Intanto, le cose vanno come devono andare, e la fragilità del nostro essere
ogni tanto esplode in silenzi, caotici silenzi. Da fuori non si vede, ma
dentro... troppa roba dentro...
Mi sono immaginato di essere il principe che viene a mettervi la scarpetta,
boh...mi sa che non sarei adatto, ci metterei mezzora a mettervi la
scarpetta per avere più tempo per sbirciarvi fra le gambe,
sì, temo che non sarei un buon principe. pfff..che razza di destini ci sono in giro. Il
principe maniaco..iuk iuk..magnifico! :O)

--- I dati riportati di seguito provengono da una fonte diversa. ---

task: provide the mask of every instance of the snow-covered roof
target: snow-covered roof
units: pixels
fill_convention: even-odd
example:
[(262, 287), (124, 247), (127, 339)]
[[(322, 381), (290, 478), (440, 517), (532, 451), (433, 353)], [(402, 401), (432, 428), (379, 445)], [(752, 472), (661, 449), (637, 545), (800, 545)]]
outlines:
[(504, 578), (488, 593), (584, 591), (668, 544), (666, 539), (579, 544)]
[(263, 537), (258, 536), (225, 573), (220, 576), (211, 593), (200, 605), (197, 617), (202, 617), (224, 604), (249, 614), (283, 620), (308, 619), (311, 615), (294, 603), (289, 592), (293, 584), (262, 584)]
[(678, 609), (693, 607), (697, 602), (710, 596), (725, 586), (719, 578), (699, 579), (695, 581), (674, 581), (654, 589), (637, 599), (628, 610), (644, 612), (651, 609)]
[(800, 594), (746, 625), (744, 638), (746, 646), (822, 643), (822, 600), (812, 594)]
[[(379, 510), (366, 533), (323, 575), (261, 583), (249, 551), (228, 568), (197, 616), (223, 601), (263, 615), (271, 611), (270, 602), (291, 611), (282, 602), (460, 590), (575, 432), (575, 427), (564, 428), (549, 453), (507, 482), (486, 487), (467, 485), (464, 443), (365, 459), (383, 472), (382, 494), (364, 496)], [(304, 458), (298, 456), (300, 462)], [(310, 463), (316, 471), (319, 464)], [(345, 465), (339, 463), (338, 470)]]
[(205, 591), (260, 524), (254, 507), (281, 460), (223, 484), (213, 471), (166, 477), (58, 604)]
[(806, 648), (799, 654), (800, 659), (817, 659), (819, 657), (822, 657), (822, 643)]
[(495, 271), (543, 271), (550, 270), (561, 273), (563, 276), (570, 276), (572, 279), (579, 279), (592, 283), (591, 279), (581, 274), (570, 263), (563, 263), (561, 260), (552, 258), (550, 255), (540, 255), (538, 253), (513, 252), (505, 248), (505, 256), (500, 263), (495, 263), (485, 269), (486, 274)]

Dovrei andare ora, ma penso alle vostre scarpette e sapete che su mi me hanno
un certo effetto, soprattutto se tirate su la gonna. Mi piace pensare che lo
avete fatto apposta per me, e mi piace pensare che vi siate sentita un pò
... vogliosa... (avrei voluto usare una parola forte e ammicante, ma...sigh
non ci siete e poi quando leggerete non proverete quello che provo io ora
nel dirvela con ammirazione)
Milady, spero sia una bella festa per voi, divertitevi vi prego,ne avete il
sacrosanto diritto.
E' ora che vada, spero di ritrovarvi
questa notte nei miei sogni.
Baci sulle tette.
A.
by AcquaSale | commenti (16) | commenti (16)(popup)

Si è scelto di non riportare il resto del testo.